Slater et al. (2001) took another approach in two phases. First, they asked faculty preregistered for a workshop on teaching introductory astronomy to provide three main goals. Second, they examined 37 course syllabi and compared their content with 67 topics extracted from popular textbooks. In their Figure 2, Slater et al. gave the topics most commonly taught; we include these in Appendix A. We note that these are not very fine grained, but give a global indication of conceptual content.

The American Astronomical Society (AAS) took a different method (Partridge & Greenstein 2003). It convened two workshops for chairs and other department leaders from selected major research universities. Their rationale for this choice was that if any departments play a leadership role in the astronomical community, it is these research institutions. If their teaching practices are systemically reviewed and improved, it is more likely that those in two- and four-year colleges will follow. In addition, writers and publishers of textbooks are more likely to pay attention to systemic reforms at such large and influential institutions. (This assumption may not be true. For example, Arrny, Zeilik, Chaisson, Seeds, Pasachoff, Fix, Moche, and Fraknoi do not teach at prestigious Research I institutions.) The workshops involved three dozen participants from 30 institutions. The content goals are even less fine grained than those found by Slater et al. (2001); see Appendix B.

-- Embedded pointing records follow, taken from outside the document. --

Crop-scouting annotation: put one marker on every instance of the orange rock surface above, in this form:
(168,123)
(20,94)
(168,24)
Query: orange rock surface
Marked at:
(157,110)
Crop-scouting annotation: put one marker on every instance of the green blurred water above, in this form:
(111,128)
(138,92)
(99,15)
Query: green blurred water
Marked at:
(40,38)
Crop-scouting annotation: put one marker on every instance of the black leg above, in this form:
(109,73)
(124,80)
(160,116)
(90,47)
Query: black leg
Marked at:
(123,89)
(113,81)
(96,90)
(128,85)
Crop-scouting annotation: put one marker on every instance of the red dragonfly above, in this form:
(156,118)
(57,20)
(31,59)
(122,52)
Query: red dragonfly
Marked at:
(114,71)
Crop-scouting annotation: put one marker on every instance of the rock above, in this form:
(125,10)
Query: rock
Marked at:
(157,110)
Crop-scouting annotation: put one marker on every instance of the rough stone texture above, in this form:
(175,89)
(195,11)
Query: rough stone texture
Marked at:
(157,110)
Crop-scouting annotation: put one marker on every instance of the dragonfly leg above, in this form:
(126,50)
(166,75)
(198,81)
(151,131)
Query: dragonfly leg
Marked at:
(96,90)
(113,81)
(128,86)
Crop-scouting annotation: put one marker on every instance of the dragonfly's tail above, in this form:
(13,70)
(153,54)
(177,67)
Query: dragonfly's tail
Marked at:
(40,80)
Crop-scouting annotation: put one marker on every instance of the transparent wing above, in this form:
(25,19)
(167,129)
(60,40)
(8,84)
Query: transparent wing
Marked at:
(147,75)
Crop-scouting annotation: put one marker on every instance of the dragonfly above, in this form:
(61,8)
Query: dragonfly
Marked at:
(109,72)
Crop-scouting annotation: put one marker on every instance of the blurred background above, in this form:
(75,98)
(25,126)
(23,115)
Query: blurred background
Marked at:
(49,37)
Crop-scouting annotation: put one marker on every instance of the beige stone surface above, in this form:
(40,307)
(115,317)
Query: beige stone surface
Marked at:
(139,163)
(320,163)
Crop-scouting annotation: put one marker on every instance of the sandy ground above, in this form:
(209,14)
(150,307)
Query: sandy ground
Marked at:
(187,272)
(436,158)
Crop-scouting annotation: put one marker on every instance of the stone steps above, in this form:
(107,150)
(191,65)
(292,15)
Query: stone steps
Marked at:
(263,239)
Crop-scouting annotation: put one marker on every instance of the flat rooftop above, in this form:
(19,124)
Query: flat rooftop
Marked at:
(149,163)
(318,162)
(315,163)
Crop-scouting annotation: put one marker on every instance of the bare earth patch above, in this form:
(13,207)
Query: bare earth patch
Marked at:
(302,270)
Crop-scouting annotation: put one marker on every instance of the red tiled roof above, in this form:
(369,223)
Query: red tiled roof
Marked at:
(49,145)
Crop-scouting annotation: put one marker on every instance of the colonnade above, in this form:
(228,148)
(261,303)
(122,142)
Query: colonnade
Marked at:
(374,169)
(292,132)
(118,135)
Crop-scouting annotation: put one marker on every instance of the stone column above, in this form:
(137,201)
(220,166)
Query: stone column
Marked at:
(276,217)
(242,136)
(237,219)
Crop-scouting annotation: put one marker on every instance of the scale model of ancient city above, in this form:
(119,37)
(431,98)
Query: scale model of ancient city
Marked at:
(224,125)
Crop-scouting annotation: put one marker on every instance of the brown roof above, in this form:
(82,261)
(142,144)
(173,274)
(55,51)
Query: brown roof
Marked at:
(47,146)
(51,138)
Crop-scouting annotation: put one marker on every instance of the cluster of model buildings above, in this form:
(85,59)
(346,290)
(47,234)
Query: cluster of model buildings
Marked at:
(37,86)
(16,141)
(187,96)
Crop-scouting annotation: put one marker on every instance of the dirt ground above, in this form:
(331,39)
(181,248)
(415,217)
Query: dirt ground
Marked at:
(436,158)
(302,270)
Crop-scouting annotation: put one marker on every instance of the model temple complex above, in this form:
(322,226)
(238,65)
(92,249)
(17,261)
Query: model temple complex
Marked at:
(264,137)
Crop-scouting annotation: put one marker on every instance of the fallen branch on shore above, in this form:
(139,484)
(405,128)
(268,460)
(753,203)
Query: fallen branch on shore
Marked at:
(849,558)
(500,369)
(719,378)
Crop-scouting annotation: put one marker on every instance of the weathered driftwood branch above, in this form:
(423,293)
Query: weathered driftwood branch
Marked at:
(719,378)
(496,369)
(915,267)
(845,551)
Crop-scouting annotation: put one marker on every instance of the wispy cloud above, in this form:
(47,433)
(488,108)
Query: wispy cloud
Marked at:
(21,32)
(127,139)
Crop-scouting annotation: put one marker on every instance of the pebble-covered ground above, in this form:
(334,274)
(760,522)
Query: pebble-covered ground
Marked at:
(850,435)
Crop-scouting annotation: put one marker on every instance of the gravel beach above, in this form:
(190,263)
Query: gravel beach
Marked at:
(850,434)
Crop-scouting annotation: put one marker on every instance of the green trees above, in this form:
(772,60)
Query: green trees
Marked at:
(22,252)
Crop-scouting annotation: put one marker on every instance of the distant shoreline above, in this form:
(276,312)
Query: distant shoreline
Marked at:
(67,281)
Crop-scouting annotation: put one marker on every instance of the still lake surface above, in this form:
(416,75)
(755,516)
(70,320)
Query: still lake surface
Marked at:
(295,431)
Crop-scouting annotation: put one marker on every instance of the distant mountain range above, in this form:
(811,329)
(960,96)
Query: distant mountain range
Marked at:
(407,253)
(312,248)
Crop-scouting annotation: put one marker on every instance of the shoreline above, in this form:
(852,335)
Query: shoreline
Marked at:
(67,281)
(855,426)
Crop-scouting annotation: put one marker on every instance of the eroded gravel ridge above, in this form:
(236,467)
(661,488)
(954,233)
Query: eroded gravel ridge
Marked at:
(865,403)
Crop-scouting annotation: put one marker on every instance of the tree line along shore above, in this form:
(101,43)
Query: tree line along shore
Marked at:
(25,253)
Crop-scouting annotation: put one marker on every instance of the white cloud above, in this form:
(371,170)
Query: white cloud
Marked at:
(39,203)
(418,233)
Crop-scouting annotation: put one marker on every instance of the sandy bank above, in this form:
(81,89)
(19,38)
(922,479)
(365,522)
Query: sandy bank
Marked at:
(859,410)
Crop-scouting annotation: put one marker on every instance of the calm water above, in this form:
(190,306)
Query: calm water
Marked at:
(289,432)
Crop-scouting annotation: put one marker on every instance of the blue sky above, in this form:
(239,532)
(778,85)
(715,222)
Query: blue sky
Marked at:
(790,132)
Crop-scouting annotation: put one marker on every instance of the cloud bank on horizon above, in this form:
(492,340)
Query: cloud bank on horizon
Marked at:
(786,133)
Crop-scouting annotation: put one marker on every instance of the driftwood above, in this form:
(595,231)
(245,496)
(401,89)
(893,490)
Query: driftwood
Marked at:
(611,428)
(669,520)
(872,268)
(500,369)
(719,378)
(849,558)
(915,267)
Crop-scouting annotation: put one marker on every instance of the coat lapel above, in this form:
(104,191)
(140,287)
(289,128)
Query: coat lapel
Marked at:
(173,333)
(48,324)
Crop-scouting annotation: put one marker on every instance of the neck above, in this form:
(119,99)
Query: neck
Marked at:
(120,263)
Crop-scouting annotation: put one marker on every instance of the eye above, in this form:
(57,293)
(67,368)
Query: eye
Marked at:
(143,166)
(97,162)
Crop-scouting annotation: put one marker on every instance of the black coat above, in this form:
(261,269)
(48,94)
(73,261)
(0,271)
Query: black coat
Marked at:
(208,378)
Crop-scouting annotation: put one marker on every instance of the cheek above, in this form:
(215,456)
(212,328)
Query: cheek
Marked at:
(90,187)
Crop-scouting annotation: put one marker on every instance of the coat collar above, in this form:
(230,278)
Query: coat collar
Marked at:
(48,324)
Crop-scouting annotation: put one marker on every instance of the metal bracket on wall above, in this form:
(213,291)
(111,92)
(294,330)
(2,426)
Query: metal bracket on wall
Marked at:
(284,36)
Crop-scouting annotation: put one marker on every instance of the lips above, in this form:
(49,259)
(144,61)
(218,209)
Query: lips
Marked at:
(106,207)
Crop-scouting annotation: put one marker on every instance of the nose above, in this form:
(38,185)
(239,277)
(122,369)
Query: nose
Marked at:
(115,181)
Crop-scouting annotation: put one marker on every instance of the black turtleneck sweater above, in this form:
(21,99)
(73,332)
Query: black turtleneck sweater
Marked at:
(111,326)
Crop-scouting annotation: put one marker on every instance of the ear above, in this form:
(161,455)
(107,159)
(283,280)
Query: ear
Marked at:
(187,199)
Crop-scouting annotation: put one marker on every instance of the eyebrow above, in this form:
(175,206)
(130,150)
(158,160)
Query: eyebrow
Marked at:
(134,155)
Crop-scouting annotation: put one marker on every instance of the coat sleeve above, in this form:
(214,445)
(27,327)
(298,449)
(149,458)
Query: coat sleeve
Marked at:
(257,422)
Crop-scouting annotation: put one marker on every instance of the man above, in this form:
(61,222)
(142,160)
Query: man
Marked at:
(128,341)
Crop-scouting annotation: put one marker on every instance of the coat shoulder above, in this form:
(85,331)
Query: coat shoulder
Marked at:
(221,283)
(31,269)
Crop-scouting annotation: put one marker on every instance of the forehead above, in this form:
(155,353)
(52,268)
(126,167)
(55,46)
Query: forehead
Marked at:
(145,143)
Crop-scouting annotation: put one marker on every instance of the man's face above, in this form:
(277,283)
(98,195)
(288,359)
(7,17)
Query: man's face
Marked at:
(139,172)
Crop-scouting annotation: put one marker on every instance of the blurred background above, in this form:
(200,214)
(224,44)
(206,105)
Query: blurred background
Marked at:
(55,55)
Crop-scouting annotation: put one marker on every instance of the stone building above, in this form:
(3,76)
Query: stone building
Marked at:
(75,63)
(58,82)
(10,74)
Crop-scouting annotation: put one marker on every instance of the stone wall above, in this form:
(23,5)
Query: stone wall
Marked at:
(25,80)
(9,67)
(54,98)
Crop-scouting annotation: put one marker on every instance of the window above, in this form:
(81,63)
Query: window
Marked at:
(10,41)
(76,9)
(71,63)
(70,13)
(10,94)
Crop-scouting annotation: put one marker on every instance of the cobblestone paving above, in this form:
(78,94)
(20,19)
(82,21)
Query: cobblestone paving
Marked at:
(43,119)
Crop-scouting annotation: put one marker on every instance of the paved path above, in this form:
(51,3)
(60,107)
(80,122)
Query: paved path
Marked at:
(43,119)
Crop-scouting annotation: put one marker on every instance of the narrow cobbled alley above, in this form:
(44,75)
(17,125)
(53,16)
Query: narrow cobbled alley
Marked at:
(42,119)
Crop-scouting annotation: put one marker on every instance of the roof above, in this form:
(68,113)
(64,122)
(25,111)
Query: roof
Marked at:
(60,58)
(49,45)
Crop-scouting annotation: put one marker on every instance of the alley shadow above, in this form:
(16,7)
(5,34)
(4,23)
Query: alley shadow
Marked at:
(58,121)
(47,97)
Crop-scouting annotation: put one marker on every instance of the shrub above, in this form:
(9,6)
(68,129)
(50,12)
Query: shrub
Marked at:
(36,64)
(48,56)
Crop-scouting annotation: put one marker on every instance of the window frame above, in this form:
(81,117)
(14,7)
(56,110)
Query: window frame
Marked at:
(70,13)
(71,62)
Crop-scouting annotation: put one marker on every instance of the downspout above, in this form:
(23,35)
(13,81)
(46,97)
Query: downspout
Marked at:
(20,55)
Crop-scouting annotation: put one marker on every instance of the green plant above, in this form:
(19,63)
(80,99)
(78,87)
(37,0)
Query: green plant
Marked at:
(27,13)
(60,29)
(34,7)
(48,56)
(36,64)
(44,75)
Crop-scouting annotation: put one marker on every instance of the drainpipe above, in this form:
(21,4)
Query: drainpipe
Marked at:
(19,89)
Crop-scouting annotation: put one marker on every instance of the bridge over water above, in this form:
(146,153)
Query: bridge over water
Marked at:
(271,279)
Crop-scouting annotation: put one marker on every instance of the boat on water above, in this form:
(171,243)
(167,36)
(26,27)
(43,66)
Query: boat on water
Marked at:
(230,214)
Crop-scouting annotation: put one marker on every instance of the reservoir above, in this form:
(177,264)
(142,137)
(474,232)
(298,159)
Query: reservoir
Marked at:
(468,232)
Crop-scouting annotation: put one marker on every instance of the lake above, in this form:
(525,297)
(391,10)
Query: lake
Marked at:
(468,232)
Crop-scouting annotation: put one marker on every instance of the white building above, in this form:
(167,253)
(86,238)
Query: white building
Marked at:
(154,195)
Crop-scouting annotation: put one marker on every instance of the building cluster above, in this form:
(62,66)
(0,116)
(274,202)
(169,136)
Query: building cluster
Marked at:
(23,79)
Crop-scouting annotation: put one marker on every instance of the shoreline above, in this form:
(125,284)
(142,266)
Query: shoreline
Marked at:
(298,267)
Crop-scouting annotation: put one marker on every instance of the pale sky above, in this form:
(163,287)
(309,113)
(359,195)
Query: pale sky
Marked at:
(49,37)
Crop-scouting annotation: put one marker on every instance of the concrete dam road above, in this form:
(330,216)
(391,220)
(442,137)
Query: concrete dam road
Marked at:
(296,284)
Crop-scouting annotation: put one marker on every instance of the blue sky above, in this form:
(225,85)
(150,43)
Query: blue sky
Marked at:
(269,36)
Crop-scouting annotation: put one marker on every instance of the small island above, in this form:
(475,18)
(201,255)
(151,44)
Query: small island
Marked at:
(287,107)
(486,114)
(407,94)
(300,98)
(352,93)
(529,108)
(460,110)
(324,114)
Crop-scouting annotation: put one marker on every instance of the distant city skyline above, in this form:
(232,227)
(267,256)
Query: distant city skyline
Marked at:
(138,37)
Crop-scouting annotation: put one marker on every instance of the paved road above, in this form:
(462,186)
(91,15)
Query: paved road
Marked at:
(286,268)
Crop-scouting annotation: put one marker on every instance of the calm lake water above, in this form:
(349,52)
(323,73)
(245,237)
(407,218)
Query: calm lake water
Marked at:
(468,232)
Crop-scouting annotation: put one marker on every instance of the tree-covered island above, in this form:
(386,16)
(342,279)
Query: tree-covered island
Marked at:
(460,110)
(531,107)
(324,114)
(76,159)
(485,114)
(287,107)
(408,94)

Lippert & Partridge (2004) adopted 13 of the AAS goals verbatim (see their Table I) for a small (N=38) Astro 101 class at Haverford College. At the end of the course, they asked the students to rate the 13 goals on a Likert scale from 1 (not important or effective) to 5 (very important or effective). The class mean was 3.3±0.2, just above midpoint. The students ranked goals that focused on the broad understanding of astronomy and on building a positive self-image as scientists. They also were requested to rank how well the course met these goals, and generally rated the effectiveness in meeting these goals higher than their interest in the goals. The #1 importance of a “cosmic perspective” matched its success, an indication that overall, the course matched student expectations. However, we find it hard to generalize from such a small, select sample.